IL DIRE DI DIO
“Egli ha detto... così possiamo dire con coraggio...”
Ebrei 13:5-6
Il mio dire deve essere costruito sul dire di Dio. Dio dice — "Non ti lascerò mai," allora posso dire con grande coraggio — "Il Signore è il mio aiuto, non temerò — " Non sarò ossessionato dall’apprensione. Questo non significa che non sarò tentato di avere paura, ma ricorderò il dire di Dio. Sarò pieno di coraggio, come un bambino che "si fa animo" per raggiungere il livello voluto da suo padre. La fede di molti vacilla quando vengono le apprensioni, dimenticano il significato del dire di Dio, dimenticano di trarre un profondo respiro spirituale. L’unico modo per far sì che il terrore ci venga tolto è ascoltare il dire di Dio.
Che cosa temi? Non sei codardo al riguardo, lo affronterai, ma vi è un sentimento di terrore. Quando non vi è nulla e nessuno ad aiutarti, di’ — "Ma il Signore è il mio Aiuto, in questo istante, nella mia prospettiva presente." Stai imparando a dire cose dopo aver ascoltato Dio, oppure dici cose tentando di farvi rientrare la parola di Dio? Afferra il dire del Padre, e poi di’ con grande coraggio — "Non temerò." Non importa quale male o torto possa trovarsi sulla via, Egli ha detto — "Non ti lascerò mai."

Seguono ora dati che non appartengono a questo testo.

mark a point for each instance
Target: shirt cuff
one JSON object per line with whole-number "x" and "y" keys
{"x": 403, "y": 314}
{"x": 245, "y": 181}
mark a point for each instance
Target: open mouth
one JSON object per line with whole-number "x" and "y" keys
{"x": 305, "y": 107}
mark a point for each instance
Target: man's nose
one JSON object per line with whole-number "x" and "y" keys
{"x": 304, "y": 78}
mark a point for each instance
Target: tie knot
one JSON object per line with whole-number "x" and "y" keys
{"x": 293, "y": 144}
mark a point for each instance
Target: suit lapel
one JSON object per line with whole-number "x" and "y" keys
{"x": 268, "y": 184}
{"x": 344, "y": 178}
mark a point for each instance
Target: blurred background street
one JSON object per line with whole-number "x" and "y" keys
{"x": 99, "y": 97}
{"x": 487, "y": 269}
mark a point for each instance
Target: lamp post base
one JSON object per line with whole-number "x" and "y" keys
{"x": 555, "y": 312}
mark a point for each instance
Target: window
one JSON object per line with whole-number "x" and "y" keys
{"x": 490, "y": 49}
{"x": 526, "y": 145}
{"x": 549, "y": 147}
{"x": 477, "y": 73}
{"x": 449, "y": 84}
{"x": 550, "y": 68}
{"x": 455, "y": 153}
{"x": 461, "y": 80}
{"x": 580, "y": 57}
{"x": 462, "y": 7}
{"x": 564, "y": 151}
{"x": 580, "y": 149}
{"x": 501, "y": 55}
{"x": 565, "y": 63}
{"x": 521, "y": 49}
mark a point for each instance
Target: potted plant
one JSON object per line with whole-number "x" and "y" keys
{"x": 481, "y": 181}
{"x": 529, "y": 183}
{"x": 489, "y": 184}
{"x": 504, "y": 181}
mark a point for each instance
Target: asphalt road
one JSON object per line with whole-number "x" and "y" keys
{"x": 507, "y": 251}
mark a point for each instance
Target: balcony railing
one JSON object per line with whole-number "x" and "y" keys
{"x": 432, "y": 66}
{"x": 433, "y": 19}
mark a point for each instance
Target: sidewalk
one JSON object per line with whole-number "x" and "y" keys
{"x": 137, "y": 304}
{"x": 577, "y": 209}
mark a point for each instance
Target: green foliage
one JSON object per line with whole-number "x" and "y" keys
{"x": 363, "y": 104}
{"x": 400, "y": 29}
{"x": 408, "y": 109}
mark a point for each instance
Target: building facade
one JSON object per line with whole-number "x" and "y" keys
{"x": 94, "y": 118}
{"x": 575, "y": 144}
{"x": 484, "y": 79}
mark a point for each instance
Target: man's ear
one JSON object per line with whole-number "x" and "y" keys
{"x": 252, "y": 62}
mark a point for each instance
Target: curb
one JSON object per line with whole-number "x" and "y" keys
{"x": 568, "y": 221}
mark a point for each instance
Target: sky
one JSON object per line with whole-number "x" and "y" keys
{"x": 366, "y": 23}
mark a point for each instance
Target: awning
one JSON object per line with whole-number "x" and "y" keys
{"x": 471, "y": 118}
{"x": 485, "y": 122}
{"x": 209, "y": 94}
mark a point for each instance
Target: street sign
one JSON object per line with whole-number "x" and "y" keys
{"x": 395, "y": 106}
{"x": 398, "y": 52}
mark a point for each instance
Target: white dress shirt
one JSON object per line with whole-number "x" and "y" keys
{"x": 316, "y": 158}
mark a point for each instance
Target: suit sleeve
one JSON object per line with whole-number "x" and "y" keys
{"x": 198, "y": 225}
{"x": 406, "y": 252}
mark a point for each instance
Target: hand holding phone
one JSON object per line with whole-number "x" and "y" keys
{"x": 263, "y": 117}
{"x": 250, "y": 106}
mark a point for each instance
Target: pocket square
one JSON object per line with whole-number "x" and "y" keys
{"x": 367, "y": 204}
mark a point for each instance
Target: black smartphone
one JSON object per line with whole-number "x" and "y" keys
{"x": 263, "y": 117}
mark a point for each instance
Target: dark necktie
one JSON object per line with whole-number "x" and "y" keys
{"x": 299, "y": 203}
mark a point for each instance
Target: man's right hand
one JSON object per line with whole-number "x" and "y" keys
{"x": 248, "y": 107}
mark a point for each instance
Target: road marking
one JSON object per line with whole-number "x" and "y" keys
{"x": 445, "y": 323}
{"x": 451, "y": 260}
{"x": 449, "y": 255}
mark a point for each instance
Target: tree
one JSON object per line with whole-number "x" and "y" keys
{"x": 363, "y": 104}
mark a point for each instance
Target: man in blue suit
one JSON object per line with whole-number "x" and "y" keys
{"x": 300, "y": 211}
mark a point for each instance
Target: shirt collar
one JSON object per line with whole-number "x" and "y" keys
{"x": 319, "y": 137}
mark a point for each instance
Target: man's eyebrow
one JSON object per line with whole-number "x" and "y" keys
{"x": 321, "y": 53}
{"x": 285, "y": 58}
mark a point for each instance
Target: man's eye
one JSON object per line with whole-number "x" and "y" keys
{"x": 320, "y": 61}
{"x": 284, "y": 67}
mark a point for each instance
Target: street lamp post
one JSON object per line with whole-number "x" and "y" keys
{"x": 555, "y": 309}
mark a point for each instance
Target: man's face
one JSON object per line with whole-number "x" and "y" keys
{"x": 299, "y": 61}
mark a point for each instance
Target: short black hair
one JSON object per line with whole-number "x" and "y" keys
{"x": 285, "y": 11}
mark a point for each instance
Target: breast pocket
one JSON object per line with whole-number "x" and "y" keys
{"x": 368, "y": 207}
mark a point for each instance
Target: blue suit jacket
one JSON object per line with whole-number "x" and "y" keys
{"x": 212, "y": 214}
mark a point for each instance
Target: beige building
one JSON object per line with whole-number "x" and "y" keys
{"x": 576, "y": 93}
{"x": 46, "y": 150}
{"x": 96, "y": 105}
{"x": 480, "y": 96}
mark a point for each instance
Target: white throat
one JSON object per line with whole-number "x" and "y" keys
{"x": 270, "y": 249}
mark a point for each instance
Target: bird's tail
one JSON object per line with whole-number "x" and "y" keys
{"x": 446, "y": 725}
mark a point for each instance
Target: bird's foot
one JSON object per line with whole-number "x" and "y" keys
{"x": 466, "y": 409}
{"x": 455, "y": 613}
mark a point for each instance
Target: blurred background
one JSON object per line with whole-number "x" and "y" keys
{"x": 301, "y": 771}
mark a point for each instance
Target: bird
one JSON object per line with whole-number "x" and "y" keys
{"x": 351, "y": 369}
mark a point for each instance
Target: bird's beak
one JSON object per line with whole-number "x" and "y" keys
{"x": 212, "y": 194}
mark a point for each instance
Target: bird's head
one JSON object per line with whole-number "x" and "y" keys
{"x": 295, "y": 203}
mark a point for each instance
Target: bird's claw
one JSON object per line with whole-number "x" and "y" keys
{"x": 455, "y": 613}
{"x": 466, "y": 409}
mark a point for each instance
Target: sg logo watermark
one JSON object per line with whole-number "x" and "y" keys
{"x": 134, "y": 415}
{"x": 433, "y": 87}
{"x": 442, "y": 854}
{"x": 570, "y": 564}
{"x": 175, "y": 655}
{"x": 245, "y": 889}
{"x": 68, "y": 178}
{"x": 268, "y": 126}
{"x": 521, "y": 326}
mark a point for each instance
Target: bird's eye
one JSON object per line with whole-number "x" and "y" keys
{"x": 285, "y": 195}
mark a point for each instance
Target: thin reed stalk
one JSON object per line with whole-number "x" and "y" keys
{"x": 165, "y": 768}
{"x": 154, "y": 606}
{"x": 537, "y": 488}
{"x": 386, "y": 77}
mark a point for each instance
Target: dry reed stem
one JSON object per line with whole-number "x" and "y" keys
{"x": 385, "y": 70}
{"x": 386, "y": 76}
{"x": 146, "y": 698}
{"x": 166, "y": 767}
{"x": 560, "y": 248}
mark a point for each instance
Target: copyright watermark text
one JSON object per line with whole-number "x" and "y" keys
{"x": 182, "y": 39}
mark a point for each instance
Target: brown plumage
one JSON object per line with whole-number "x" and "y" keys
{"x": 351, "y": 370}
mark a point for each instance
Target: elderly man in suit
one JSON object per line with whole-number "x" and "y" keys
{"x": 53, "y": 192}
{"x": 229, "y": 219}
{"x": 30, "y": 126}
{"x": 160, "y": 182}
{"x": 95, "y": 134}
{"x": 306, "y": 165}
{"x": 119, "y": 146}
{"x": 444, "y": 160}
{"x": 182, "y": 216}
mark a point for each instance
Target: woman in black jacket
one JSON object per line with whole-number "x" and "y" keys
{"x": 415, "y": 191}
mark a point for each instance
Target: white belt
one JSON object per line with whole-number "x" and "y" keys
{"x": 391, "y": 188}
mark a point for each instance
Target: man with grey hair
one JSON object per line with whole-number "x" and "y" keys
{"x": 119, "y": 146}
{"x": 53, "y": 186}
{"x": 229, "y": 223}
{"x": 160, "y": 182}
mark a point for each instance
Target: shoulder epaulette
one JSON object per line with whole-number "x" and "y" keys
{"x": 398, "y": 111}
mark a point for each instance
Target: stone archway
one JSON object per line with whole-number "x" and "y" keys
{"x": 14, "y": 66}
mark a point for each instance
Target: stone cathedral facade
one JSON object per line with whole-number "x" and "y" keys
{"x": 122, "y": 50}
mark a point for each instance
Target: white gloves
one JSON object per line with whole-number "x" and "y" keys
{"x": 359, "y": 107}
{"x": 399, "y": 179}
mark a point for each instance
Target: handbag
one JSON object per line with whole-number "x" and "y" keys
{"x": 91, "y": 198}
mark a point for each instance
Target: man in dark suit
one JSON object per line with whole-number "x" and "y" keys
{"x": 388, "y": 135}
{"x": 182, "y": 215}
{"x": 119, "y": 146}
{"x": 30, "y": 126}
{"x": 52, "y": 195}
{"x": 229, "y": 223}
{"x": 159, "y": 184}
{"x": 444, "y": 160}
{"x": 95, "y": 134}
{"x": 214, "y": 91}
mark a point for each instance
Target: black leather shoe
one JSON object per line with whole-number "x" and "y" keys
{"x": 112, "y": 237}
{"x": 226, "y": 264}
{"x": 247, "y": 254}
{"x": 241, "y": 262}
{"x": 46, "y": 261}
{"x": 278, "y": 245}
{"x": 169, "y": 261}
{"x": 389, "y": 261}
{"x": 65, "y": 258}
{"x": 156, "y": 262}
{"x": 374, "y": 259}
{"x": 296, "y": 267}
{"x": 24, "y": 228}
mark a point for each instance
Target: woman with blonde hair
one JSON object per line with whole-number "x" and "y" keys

La fragilità è un’altra cosa che s’interpone fra il dire di Dio e il nostro. Quando ci rendiamo conto di quanto siamo deboli nell’affrontare le difficoltà, le difficoltà diventano simili a giganti, noi diventiamo simili a cavallette, e Dio diventa un’entità insignificante. Ricorda il dire di Dio — "Non ti verrò meno in alcun modo." Abbiamo imparato a cantare dopo aver udito la nota fondamentale di Dio? Siamo sempre posseduti dal coraggio di dire — "Il Signore è il mio aiuto," oppure stiamo soccombendo?